Однако вскоре я снова ловил себя на том, что вглядываюсь в лица прохожих.

Однажды, кажется, во второй половине февраля (в любом случае у нас был уже довольно большой опыт в раздавании листовок), Драбовский вытащил коробку из багажника «Октавии» и сказал:

– Ну, господа, сегодня мы поможем похудеть этой нации толстяков.

Я взял свою порцию, посмотрел на флаеры, и у меня кольнуло в животе. «Слимомикс!» – прочитал я. Как тогда! Я вспомнил бумажку, падающую, как осенний лист, и пламя волос, гаснущее в темноте перехода. Я подумал, что вполне может статься, что эликсир стройности и рыжая девушка появляются в моей жизни в один день. Конечно, я не верю в приметы и знаки, но раздача листовок не слишком интересное занятие, можно иногда разбавить его каким-нибудь дурацким развлечением.

Я встал там же, где и всегда, сорвал с пачки резинку и погрузился в раздачу флаеров, параллельно ведя наблюдение. Как всегда, мимо меня проходили полчища заспанных лиц, может, уже немного менее бледных, чем пару недель назад, может, смотрящих на мир чуть более приветливо, но все еще безразличных к тому, что я намеревался им дать. Среди них были лица красивые, молодые, грязные, милые, помятые, умные, заросшие, пустые, накрашенные и бандитские. Были и знакомые. Студент – худой очкарик с сумкой-почтальоном, перекинутой через плечо, и миллионом умных мыслей на лице – как по часам, в четверть восьмого. Потом Трактор – молодая мама с маленьким ребенком, он тянул ручки к моим листовкам, а она его решительно оттаскивала. Ближе к восьми часам Ультрас, готовый навалять первому встречному. Старичок с палкой и полиэтиленовым пакетом. Последний плелся так медленно, что я смог преградить ему дорогу и спросить:

– Не желаете ли эликсир стройности?

Как всегда, он повесил палку на руку, взял флаер, внимательно прочитал и отдал мне обратно.

– Нет, нет, это вам, – я мило улыбнулся.

– Мне? Спасибо, молодой человек.

Старичок отошел, хоровод знакомых лиц крутился дальше. На удивление, не было Будильника, румяной женщины-колобка, которая, проходя мимо меня, всегда кричала в трубку: «Ты уже встал? Ну слушай, уже пять минут девятого!» – зато неизменная Ароматная, благодаря которой с восьми десяти до восьми двенадцати над «Сковородкой» витал запах цветущего луга. Время Рыжей, скорее всего, уже прошло, но я автоматически продолжал рассматривать лица. Прошли двухметровый Баскетболист, Мисс Пирсинг, Двойник Бибера и Спринтер. Около девяти передо мной возник грустный мужчина в куртке гнилостно-зеленого оттенка. Его я видел впервые.

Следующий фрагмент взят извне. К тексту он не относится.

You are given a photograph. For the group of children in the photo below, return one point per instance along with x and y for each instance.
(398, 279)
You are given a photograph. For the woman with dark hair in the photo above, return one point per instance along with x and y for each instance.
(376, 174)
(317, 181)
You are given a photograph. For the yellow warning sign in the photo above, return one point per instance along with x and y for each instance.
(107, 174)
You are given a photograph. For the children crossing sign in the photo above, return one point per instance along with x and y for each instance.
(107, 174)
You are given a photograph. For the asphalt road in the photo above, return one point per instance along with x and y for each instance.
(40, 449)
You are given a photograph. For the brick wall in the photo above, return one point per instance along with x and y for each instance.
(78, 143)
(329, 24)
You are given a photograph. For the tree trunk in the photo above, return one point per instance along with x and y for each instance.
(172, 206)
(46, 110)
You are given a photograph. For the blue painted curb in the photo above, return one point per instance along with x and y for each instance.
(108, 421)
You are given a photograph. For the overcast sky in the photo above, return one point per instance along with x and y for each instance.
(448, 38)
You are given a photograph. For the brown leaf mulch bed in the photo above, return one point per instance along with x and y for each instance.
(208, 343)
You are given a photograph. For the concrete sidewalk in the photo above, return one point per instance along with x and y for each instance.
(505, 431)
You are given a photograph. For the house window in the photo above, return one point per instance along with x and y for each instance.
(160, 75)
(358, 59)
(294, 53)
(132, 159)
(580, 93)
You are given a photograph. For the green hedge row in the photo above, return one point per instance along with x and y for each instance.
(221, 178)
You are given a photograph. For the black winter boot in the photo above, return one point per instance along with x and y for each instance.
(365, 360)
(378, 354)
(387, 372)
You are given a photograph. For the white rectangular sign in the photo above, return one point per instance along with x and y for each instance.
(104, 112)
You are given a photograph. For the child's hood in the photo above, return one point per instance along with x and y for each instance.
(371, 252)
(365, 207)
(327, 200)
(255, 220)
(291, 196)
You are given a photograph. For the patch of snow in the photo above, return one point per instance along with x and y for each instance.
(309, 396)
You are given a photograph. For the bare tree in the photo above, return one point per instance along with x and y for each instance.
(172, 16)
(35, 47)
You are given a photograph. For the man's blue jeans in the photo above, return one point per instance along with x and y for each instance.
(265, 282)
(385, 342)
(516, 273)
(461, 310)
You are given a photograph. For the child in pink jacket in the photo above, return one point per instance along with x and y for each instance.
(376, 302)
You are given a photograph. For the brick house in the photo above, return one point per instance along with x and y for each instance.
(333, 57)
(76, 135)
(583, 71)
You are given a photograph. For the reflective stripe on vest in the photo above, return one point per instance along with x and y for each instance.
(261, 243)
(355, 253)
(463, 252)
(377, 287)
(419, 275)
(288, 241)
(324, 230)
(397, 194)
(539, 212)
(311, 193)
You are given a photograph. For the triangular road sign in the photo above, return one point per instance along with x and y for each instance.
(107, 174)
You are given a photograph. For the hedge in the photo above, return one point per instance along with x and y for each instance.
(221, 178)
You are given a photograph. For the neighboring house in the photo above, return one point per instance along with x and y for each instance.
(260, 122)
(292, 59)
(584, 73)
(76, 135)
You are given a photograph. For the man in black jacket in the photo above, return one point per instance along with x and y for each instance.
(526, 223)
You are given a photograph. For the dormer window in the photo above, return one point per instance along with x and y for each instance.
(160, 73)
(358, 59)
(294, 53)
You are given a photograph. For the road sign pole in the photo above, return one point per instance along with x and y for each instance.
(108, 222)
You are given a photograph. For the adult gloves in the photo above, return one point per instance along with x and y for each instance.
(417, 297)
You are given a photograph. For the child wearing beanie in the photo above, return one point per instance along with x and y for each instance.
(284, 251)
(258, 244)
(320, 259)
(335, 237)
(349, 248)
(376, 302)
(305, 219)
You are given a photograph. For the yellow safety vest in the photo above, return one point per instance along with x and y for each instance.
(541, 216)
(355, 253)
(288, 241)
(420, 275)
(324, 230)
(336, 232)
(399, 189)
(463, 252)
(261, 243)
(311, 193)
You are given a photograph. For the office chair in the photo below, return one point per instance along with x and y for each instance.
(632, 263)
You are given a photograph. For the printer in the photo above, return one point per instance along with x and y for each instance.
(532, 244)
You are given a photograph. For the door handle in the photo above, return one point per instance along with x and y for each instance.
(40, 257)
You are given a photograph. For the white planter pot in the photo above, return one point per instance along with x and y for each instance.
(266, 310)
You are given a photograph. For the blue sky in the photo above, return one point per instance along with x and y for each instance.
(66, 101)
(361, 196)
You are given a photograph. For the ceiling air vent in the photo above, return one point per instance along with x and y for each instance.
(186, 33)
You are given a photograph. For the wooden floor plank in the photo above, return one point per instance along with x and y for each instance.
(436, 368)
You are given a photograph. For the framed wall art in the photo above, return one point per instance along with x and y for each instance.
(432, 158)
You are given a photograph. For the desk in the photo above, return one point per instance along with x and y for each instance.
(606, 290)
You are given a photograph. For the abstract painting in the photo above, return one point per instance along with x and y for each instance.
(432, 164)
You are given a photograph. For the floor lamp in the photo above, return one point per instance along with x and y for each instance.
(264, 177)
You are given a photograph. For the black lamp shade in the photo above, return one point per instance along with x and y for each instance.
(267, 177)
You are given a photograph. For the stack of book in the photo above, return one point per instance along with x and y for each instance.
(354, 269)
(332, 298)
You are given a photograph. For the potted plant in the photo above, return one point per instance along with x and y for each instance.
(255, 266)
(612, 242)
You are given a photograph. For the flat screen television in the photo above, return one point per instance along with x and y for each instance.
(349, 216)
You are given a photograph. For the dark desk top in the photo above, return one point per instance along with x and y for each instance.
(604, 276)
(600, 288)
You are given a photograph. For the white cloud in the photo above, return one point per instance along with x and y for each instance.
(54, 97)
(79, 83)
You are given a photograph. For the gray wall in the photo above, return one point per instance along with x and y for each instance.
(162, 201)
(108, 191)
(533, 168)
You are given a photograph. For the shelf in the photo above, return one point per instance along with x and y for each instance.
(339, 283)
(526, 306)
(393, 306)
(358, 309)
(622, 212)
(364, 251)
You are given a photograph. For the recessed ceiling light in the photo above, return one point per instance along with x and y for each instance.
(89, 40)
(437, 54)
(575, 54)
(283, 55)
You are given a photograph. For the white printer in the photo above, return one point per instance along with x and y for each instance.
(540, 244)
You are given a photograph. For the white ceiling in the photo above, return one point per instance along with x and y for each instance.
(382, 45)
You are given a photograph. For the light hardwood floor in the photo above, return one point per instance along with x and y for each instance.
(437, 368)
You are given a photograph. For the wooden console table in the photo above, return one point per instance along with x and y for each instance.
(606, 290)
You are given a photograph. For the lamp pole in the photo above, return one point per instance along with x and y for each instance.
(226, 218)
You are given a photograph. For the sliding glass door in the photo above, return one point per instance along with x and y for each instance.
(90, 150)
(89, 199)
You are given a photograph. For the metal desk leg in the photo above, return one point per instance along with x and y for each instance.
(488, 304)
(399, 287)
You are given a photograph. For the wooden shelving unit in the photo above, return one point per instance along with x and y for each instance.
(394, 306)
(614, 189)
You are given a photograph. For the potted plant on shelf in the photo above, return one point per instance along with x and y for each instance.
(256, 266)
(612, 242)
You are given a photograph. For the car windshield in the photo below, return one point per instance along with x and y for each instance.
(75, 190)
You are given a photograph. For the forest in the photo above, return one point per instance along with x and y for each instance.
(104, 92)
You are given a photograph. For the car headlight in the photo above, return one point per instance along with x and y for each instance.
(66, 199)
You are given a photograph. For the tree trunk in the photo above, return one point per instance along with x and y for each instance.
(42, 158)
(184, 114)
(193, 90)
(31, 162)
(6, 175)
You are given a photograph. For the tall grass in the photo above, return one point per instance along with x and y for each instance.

– Как тебя зовут, парень? – спросил он.

Ему было лет пятьдесят или больше. Волосы с благородной проседью, узкий заостренный нос, кончик которого, подобно стрелке компаса, стягивал к себе все, что только можно было стянуть на лице. Брови, губы, щеки, лоб – ни одна из нескольких десятков крохотных мышц не выглядела расслабленной, будто их держала в постоянном напряжении грусть, усталость или непрекращающаяся зубная боль. Он так удивил меня этим вопросом, что я послушно ответил:

– Филип. А что?

– А ты вообще знаешь, в чем участвуешь, Филип? – мягко спросил он.

– Ни в чем я не участвую! – оскорбился я. – Я просто раздаю листовки.

– А ты знаешь, что на этих листовках? – Его голос будто доносился из-под земли, и, хотя в нем не звучала угроза, я почувствовал дискомфорт.

– Какой-то «Слимомикс», – нервно сказал я. – Кажется, для похудения.

По лицу мужчины пробежала едва заметная хмурая тень, что казалось невозможным при таком напряжении мышц.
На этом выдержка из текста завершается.